# Twisp



## argief (13/9/15)

Now, firstly I know twisp is not considered the best hardware but I'm on my first month and want to see how much I can get out of a twisp, anyone have experience (and possibly tricks) with the following :

1. Only using twisp juice: it's nice at first, but the flavour of all the ones I've tried (cherry, mint, chocolate) all become bland after approx 1.5 days. I can barely taste the flavour. Is this a twisp juice thing? Or should I replace coil more often? (i do about 3-4 refills a day) 

2. Can I dry burn the atty? I've tried, but I don't get a "new" atty flavour? (maybe linked to 1 above?) 

3. How long to twisp atty's last on the "real" world? Not the marketing of 1-2 weeks? I think a better measure would be how many refills? 

My main concern is the flavour. Every time I try a new juice the taste is amazing! But after day 2,the flavour is sort off gone, and it's not fun anymore. It feels like a compulsion to blow out clouds of smoke just to get the nic. 

An I going about it all wrong? Is it common to loose taste of the flavour and should I maybe just mix it up more? 
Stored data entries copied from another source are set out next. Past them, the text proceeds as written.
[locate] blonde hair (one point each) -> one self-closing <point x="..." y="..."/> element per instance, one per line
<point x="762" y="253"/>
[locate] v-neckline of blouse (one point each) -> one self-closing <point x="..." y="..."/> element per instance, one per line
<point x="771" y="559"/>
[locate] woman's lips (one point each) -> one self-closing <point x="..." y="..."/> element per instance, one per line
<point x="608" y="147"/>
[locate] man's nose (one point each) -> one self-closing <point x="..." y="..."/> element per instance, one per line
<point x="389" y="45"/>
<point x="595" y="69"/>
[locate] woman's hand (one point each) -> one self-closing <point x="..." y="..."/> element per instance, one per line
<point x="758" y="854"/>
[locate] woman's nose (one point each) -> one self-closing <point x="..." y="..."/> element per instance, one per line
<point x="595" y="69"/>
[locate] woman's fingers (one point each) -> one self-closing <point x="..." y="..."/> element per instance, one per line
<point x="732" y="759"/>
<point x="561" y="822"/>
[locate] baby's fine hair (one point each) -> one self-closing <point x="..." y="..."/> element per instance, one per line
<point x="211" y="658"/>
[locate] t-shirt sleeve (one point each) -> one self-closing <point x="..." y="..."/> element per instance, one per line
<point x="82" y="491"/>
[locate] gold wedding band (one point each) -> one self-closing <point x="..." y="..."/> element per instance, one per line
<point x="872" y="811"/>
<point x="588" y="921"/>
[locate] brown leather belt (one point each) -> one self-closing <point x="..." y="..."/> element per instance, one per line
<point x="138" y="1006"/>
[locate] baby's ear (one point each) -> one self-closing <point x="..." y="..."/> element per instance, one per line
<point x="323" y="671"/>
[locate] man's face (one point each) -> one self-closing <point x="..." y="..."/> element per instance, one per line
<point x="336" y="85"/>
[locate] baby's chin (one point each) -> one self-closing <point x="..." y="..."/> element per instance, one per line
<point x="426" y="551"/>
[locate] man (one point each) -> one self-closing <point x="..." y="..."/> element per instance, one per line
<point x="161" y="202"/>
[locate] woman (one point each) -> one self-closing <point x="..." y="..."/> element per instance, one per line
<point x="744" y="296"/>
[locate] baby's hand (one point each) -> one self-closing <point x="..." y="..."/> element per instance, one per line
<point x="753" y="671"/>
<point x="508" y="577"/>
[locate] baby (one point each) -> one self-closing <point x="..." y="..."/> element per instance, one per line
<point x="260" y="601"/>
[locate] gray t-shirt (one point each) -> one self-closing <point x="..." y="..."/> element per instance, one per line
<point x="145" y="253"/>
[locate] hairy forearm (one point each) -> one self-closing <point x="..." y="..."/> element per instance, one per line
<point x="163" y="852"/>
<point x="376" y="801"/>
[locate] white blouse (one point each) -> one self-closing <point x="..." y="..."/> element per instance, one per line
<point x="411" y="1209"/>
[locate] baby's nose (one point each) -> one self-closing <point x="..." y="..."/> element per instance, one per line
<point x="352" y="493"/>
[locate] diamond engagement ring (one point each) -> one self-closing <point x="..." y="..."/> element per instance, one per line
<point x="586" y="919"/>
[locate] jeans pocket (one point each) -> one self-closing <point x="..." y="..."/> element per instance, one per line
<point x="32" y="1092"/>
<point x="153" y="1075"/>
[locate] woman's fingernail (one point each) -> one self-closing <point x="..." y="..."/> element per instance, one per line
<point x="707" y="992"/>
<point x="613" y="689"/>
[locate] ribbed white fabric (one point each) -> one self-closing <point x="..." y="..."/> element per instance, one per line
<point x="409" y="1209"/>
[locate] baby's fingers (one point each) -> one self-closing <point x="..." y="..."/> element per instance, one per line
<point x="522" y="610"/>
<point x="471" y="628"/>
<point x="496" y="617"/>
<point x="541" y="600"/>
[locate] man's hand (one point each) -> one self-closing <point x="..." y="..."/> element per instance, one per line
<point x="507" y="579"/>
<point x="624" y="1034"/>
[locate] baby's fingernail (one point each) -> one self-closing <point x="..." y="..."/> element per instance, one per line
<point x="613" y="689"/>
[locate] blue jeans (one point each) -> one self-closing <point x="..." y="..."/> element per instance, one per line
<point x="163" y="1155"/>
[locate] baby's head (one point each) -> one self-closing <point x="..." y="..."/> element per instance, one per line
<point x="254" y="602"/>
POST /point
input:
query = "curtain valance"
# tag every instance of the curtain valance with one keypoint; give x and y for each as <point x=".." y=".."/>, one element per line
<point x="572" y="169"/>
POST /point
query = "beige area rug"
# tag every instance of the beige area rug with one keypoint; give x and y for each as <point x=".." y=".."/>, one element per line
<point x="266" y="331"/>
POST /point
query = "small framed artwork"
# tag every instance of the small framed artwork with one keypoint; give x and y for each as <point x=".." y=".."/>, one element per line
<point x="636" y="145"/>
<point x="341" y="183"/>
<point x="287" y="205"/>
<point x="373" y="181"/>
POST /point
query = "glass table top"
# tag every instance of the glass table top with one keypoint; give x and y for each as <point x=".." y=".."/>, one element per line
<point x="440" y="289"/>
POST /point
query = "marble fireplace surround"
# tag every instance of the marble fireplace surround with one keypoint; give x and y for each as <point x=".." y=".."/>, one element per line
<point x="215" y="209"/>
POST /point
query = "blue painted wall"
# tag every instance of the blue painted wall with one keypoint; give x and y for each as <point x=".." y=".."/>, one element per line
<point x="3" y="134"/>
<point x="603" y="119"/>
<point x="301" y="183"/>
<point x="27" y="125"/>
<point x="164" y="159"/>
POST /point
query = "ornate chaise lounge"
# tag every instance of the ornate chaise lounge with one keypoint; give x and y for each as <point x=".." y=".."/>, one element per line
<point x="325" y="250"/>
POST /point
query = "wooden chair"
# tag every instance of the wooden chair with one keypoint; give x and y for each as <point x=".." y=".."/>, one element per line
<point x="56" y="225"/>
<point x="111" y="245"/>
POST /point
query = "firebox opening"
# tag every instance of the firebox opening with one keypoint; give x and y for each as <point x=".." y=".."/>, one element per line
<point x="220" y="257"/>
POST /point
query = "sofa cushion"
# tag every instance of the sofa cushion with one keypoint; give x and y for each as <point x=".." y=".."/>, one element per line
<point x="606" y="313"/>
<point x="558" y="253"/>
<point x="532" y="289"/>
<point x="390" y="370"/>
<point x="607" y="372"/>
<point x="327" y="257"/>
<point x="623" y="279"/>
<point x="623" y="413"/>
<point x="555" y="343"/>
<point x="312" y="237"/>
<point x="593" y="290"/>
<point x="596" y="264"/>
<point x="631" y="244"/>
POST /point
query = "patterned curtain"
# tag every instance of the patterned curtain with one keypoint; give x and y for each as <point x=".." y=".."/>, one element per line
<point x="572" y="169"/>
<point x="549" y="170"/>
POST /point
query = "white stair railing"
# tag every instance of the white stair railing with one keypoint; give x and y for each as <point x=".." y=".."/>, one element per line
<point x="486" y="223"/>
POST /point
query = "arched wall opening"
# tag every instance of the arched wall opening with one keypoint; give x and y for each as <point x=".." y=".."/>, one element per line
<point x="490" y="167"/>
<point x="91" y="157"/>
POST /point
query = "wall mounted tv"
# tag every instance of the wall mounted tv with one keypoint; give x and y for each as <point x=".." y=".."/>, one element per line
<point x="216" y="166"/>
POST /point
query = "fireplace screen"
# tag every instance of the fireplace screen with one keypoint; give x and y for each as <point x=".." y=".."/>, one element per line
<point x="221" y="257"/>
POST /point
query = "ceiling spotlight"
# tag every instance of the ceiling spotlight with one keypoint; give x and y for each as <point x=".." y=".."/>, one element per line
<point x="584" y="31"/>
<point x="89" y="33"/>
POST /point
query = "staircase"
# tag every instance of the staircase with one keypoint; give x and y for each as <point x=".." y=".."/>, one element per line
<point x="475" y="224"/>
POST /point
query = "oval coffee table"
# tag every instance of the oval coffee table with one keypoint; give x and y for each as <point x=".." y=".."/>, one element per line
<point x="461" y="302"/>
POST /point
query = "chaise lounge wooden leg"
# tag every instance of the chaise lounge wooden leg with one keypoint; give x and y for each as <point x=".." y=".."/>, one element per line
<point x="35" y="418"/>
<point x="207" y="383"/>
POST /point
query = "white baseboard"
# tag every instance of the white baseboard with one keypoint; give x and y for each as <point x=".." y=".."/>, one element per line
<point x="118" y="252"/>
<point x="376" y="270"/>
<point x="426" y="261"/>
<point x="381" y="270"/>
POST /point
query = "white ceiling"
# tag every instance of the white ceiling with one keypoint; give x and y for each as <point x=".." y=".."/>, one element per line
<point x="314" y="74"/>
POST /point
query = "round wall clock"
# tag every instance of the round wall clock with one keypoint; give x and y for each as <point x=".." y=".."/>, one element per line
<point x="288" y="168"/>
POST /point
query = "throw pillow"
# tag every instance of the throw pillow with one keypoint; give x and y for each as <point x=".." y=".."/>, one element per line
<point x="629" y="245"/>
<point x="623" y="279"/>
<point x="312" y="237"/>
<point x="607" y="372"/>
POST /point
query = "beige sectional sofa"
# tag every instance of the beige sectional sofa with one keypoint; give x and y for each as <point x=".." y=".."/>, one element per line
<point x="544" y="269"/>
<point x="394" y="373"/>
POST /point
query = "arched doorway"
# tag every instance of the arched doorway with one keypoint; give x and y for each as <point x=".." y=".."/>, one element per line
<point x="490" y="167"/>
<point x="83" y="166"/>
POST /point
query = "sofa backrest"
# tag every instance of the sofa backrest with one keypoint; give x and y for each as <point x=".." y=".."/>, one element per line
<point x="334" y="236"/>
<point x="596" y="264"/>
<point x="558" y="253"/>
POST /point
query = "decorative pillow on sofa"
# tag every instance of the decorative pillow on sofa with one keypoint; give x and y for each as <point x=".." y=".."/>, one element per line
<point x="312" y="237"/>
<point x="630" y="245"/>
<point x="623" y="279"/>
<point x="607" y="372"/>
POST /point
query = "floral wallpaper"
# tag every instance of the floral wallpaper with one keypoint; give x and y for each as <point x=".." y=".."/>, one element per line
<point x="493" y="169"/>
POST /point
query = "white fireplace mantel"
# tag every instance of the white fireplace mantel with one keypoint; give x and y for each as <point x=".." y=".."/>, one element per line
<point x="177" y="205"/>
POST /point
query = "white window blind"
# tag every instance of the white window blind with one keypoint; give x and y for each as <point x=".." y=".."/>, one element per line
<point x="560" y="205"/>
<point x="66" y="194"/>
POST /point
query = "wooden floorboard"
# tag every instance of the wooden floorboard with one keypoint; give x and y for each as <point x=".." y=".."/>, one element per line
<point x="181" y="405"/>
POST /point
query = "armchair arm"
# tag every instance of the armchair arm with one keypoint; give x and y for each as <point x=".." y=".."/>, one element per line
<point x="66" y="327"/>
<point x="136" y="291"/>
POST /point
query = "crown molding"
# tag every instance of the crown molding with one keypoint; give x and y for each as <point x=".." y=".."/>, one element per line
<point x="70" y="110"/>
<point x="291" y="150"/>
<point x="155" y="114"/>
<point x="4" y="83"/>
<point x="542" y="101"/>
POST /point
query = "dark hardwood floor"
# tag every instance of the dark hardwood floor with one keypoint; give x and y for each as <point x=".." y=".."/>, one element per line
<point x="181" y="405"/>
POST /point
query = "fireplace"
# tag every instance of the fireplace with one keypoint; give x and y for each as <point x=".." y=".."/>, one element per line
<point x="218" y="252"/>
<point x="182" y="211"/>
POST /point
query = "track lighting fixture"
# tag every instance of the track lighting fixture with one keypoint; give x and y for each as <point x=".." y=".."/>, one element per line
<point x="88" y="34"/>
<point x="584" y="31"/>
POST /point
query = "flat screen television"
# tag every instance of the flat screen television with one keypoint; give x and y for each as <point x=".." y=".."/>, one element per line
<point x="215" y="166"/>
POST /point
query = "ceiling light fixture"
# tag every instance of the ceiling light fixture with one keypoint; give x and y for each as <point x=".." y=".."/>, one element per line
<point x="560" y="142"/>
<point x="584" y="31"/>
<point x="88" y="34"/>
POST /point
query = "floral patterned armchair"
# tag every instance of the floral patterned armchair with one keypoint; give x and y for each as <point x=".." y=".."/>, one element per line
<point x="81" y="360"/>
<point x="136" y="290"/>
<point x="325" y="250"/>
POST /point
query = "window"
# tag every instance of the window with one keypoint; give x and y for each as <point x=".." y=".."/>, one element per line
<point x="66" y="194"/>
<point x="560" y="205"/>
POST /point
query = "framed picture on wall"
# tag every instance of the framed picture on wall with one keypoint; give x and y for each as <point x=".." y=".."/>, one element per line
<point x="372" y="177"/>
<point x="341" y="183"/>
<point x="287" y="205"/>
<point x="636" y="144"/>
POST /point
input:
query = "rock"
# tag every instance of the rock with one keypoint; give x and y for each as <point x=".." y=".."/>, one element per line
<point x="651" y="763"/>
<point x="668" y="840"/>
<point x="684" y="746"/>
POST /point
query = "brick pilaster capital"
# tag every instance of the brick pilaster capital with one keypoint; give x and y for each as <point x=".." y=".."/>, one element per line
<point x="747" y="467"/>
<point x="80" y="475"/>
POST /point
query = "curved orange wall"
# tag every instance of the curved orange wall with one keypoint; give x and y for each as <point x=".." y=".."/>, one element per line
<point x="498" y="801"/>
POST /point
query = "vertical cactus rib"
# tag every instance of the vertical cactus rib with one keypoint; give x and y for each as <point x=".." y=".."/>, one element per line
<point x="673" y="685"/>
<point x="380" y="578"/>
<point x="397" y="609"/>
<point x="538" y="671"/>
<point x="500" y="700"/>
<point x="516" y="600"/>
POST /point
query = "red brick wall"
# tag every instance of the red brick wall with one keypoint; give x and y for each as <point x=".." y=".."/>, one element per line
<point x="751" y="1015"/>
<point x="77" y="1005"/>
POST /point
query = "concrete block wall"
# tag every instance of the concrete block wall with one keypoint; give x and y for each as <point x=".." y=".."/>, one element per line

Sent from my GT-I9500 using Tapatalk


----------



## Nick (13/9/15)

Your not alone .. had the same issues with twisp. .. just could not get what I wanted from it.. each day would be playing with it trying a new coil could not understand why day one all good day two no good... after a week I gave up went to vape mob and they helped me out with eleaf 40w and a subtank Mini. .. I put it down to chain vaping... I hit that twisp hard after I gave up smoking and to me the gear is not up to it. . I was using a clearo. .. it was an exspensive mistake but we all go through it in the beginning as we are desperate to stop smoking... I am afraid the advice I would give would be cut your loses and change your gear..

Reactions: Like 3


----------



## Eequinox (13/9/15)

Nick said:


> Your not alone .. had the same issues with twisp. .. just could not get what I wanted from it.. each day would be playing with it trying a new coil could not understand why day one all good day two no good... after a week I gave up went to vape mob and they helped me out with eleaf 40w and a subtank Mini. .. I put it down to chain vaping... I hit that twisp hard after I gave up smoking and to me the gear is not up to it. . I was using a clearo. .. it was an exspensive mistake but we all go through it in the beginning as we are desperate to stop smoking... I am afraid the advice I would give would be cut your loses and change your gear..





argief said:


> Now, firstly I know twisp is not considered the best hardware but I'm on my first month and want to see how much I can get out of a twisp, anyone have experience (and possibly tricks) with the following :
> 
> 1. Only using twisp juice: it's nice at first, but the flavour of all the ones I've tried (cherry, mint, chocolate) all become bland after approx 1.5 days. I can barely taste the flavour. Is this a twisp juice thing? Or should I replace coil more often? (i do about 3-4 refills a day)
> 
> ...




been there done that threw away the t shirt i take it from what i have read you are using the twisp edge the coils are rubbish do not dry burn the coils you will not get rid of the yukky taste and expect them rubbish coils to last 3 days based on the amount you are vaping i would suggest moving to something else i would strongly recomend having a look at this its going to cost you more money but i stake my soul on it you will not regret it good coils rebuild-able atomiser as well in the kit for later on in your vape path 

http://www.ecigssa.co.za/kagertech-subox-mini-kit-black-white-special-r850.t14742/

Reactions: Agree 3


----------



## zadiac (14/9/15)

Twist is crap. Go to a proper vaping vendor and get a proper setup. They will help you get the best setup for your needs.
Also, flavors that go bland after a day could be vapor's fatigue or "vapor's tongue". Basically you wear out your taste buds with one flavor and then you don't taste it anymore. Switching between two or more flavors every few hours helps with that.


----------



## argief (14/9/15)

Awesome thank you guys! I have been eyeing the KSM but I want to be sure I am off stinkies and that have been converted before I drop the cash. I have the twisp clearo btw. I entered the vaping scene with Green Smoke about 2 years ago. It failed dismally and I was back on stinkies after 3 days. After reading this forum, looking back it must have been the low nic uptake. Tried vaping again with CE4 but the build quality was crap. After 2 clearo's cracked and leaked I was back on stinkies. 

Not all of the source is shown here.